Quando Boccioni collaborava con l’Umanitaria
Reggio Calabria, 19/10/1882 – Verona, 17/08/1916
A cura di Francesco Oppi

Autoritratto, Umberto Boccioni
Milano, 13 maggio 1908
Nella vita di Umberto Boccioni, il maggior esponente del futurismo italiano, c’è una vicenda ancora poco studiata, che lo colloca in sintonia con l’azione di elevazione del Quarto Stato da parte della Società Umanitaria.
Nell’estate del 1910 il ventottenne Boccioni approda a Milano, proveniente da un lungo soggiorno nella Ville Lumière, e qui viene catturato da nuovi fremiti, altri ritmi e altre prospettive.
Sono tante le contraddizioni, tanti i drammi sociali, le sperequazioni sono evidenti.
In questo frangente Boccioni sceglie un tema che si rivolga decisamente all’emergenza più evidente in città: il lavoro.

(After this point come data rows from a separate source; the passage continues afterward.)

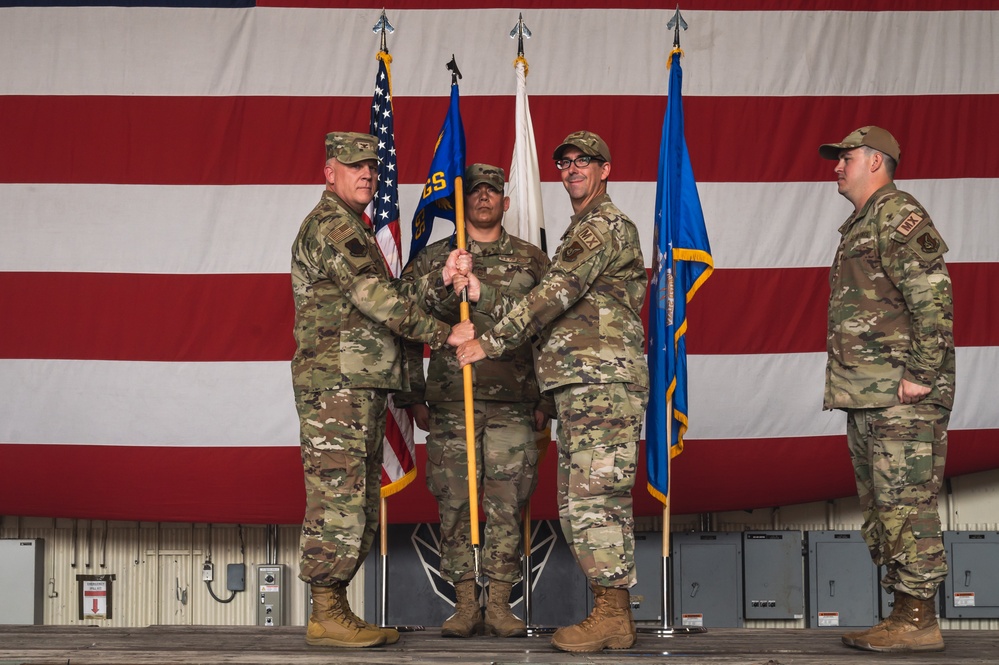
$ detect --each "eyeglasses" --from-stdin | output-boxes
[555,155,604,171]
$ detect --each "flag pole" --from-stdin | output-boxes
[447,54,482,586]
[374,9,424,632]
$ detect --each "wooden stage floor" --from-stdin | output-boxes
[0,626,999,665]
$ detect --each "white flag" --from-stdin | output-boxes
[503,58,547,249]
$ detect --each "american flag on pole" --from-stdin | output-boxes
[364,51,416,498]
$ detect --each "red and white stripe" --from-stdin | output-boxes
[0,0,999,523]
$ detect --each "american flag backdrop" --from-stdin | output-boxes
[0,0,999,524]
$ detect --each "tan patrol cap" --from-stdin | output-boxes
[819,125,902,163]
[465,164,506,194]
[326,132,378,164]
[552,131,610,162]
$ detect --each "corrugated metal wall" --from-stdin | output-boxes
[0,464,999,630]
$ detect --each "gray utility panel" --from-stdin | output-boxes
[671,533,742,628]
[742,531,805,620]
[257,564,288,626]
[806,531,880,628]
[0,538,45,626]
[938,531,999,619]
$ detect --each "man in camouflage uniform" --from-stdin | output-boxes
[455,131,649,651]
[291,133,473,647]
[819,127,954,651]
[395,164,555,637]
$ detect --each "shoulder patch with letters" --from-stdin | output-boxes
[562,240,583,263]
[896,212,923,236]
[326,224,371,273]
[576,228,603,249]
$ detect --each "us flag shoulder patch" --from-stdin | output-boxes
[898,212,923,236]
[326,224,354,245]
[576,228,603,249]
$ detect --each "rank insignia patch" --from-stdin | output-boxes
[562,240,583,263]
[916,231,940,254]
[344,238,368,258]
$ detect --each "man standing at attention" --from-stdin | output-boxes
[395,164,555,637]
[819,127,954,651]
[291,132,474,647]
[455,131,649,651]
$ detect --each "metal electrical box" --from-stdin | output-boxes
[672,533,743,628]
[257,564,287,626]
[807,531,880,628]
[0,538,45,626]
[941,531,999,619]
[742,531,805,619]
[631,531,665,622]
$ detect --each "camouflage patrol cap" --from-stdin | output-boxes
[552,131,610,162]
[465,164,506,194]
[326,132,378,164]
[819,125,902,163]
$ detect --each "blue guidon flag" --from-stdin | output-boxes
[409,82,465,261]
[645,48,714,505]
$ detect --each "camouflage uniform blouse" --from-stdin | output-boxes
[824,184,954,409]
[395,230,555,415]
[291,191,450,393]
[477,194,649,391]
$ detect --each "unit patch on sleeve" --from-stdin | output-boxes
[562,240,583,263]
[576,228,603,249]
[898,212,923,236]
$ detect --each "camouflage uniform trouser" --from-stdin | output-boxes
[846,404,950,599]
[555,383,649,588]
[427,400,538,584]
[295,388,387,586]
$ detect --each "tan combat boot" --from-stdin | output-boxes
[552,584,638,651]
[853,591,944,652]
[486,578,527,637]
[305,582,385,647]
[332,584,399,644]
[441,580,482,637]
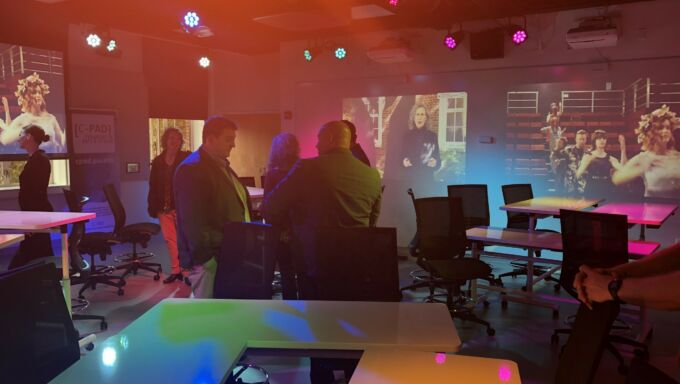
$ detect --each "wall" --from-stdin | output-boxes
[280,0,680,245]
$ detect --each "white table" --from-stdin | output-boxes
[0,234,24,249]
[500,196,604,229]
[0,211,95,313]
[54,299,461,383]
[349,350,522,384]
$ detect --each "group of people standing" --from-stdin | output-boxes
[542,105,680,199]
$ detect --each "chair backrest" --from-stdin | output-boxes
[0,263,80,383]
[413,197,467,260]
[104,184,126,233]
[300,227,401,301]
[501,184,534,229]
[555,301,619,384]
[560,209,628,296]
[447,184,491,229]
[213,222,279,300]
[238,176,264,187]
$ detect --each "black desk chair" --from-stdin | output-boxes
[555,302,619,384]
[104,184,161,281]
[63,188,125,300]
[295,227,401,384]
[551,209,649,374]
[213,222,279,384]
[447,184,491,230]
[498,184,560,291]
[0,263,80,383]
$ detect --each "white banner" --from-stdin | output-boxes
[71,112,116,154]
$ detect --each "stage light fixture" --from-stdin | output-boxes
[85,33,102,48]
[335,47,347,60]
[303,49,314,61]
[444,29,464,50]
[198,56,210,68]
[184,11,201,28]
[106,39,117,52]
[511,27,528,45]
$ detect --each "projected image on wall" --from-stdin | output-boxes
[0,43,66,155]
[343,92,467,190]
[506,78,680,199]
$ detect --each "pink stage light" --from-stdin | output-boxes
[512,28,527,45]
[444,34,458,49]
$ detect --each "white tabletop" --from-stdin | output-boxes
[0,234,24,248]
[593,203,678,226]
[349,350,522,384]
[0,211,96,231]
[54,299,461,383]
[246,187,264,199]
[500,196,604,216]
[465,227,562,251]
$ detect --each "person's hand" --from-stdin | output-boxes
[619,135,626,148]
[574,265,614,309]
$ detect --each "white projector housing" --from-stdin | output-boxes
[366,39,414,64]
[567,26,619,49]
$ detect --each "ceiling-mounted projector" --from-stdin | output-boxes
[567,18,619,49]
[366,38,414,64]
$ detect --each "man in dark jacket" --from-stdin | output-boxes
[263,121,382,384]
[174,116,250,298]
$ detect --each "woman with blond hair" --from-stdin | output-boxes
[576,129,627,198]
[0,73,66,153]
[147,128,190,284]
[612,105,680,199]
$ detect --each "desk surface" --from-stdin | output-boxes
[54,299,461,383]
[593,203,678,226]
[500,196,604,216]
[465,227,562,251]
[349,350,522,384]
[0,234,24,248]
[465,227,660,256]
[0,211,96,231]
[246,187,264,199]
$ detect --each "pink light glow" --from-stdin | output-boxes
[444,35,457,49]
[498,364,512,383]
[512,29,527,44]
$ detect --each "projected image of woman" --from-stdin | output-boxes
[612,105,680,199]
[401,104,439,183]
[0,73,66,153]
[576,129,627,198]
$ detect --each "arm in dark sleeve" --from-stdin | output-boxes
[146,160,158,217]
[174,166,221,268]
[368,177,382,227]
[262,160,309,225]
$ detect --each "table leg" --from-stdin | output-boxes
[60,225,71,315]
[526,248,534,293]
[470,241,479,303]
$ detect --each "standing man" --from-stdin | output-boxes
[263,121,382,384]
[564,129,588,195]
[340,120,371,167]
[174,116,250,298]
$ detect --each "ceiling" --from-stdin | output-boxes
[22,0,639,54]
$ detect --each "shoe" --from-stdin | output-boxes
[163,274,182,284]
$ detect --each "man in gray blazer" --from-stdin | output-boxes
[174,116,250,298]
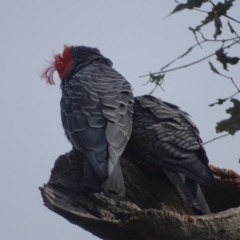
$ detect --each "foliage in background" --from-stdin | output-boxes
[140,0,240,139]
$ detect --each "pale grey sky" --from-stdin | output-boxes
[0,0,240,240]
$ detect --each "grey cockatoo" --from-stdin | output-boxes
[42,46,134,196]
[123,95,215,214]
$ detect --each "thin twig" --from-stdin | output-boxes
[203,133,230,145]
[223,14,240,23]
[139,42,237,78]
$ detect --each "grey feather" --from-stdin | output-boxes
[61,47,134,196]
[123,95,215,213]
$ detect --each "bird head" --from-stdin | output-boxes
[41,45,112,84]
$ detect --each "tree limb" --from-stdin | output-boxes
[40,151,240,240]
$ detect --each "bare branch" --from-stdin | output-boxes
[139,41,238,78]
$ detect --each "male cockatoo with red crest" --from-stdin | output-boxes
[42,46,134,196]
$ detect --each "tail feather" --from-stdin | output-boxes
[164,169,211,214]
[163,154,216,187]
[83,159,101,191]
[102,161,125,197]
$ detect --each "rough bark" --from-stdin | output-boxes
[40,151,240,240]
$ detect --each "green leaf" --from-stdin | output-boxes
[216,98,240,135]
[192,0,235,31]
[208,98,227,107]
[228,20,235,33]
[168,0,208,16]
[215,48,239,71]
[208,61,219,74]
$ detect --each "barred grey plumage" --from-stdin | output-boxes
[42,46,134,196]
[123,95,215,214]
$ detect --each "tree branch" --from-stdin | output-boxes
[40,151,240,240]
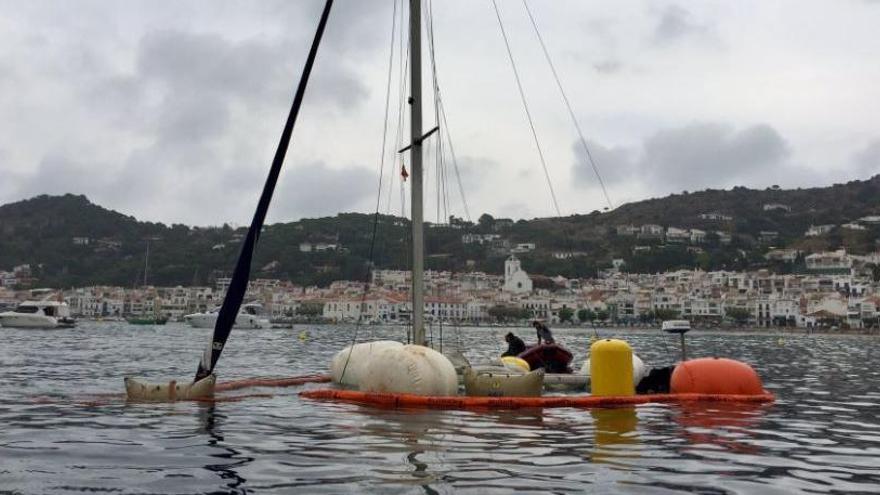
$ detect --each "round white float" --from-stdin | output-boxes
[330,340,403,387]
[360,345,458,396]
[581,354,648,385]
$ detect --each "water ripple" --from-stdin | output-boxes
[0,324,880,494]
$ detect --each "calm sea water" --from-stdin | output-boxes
[0,323,880,494]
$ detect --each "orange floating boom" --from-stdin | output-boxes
[299,389,775,409]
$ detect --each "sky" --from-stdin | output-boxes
[0,0,880,225]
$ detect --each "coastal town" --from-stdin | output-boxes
[0,250,880,329]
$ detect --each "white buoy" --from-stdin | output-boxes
[360,345,458,396]
[330,340,403,387]
[581,354,648,385]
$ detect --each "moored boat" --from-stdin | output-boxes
[125,315,168,325]
[0,301,76,328]
[183,303,272,329]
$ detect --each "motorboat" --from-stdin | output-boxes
[0,301,76,328]
[660,320,691,333]
[183,303,272,329]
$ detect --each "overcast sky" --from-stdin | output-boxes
[0,0,880,225]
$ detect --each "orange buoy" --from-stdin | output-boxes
[670,358,765,395]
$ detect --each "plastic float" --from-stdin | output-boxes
[464,368,544,397]
[578,352,648,385]
[501,356,532,373]
[669,358,764,395]
[300,339,775,409]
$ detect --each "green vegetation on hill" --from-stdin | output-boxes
[0,176,880,287]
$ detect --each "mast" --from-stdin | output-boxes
[409,0,426,345]
[144,239,150,288]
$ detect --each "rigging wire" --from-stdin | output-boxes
[522,0,614,210]
[425,0,471,221]
[342,0,397,377]
[425,0,471,353]
[492,0,562,217]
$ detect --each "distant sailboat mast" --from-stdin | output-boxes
[409,0,426,345]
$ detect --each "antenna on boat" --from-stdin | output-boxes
[661,320,691,362]
[409,0,427,346]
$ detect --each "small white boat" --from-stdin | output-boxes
[183,303,272,329]
[660,320,691,333]
[0,301,76,328]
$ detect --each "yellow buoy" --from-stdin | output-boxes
[590,339,635,397]
[501,356,531,373]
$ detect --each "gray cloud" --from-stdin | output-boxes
[0,0,880,223]
[853,139,880,176]
[571,140,637,187]
[272,162,378,219]
[15,152,108,202]
[572,123,791,193]
[593,60,623,74]
[639,123,789,188]
[653,5,715,44]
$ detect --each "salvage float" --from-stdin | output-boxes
[126,0,773,409]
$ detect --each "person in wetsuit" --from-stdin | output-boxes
[501,332,526,357]
[532,320,556,345]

Attraverso l’amicizia con Augusto Osimo, Boccioni trova lo spazio adeguato per questo progetto: una sala al piano terreno dell’Umanitaria, probabilmente adiacente all’attuale Chiostro dei Glicini. “Ne avrà le chiavi, caro Boccioni, per il tempo che vorrà. E vedremo poi se è possibile aiutarla anche per altro verso, poiché il soggetto e lo spirito del quadro ben si conciliano con le nostre finalità, che lei del resto condivide non da oggi”.
In questo “telone” (come lo chiamava l’artista) si riflettono le tensioni etiche e politiche di Boccioni: un titolo semplice, Il Lavoro, un soggetto forte e comunicativo, un passaggio importante per tutto il futuro impegno visuale e plastico di questo genio italiano.
Così cominciano a nascere idee e apparire bozzetti per una tumultuosa composizione che staglia dei possenti cavalli da tiro in primo piano sullo sfondo di cantieri di case popolari in costruzione e poi, con i cavalli, operai “pigmei” intenti con gli animali nello sforzo del trascinamento di un peso enorme, un movimento che si può cogliere in frames di intuizione. Un movimento verso il futuro.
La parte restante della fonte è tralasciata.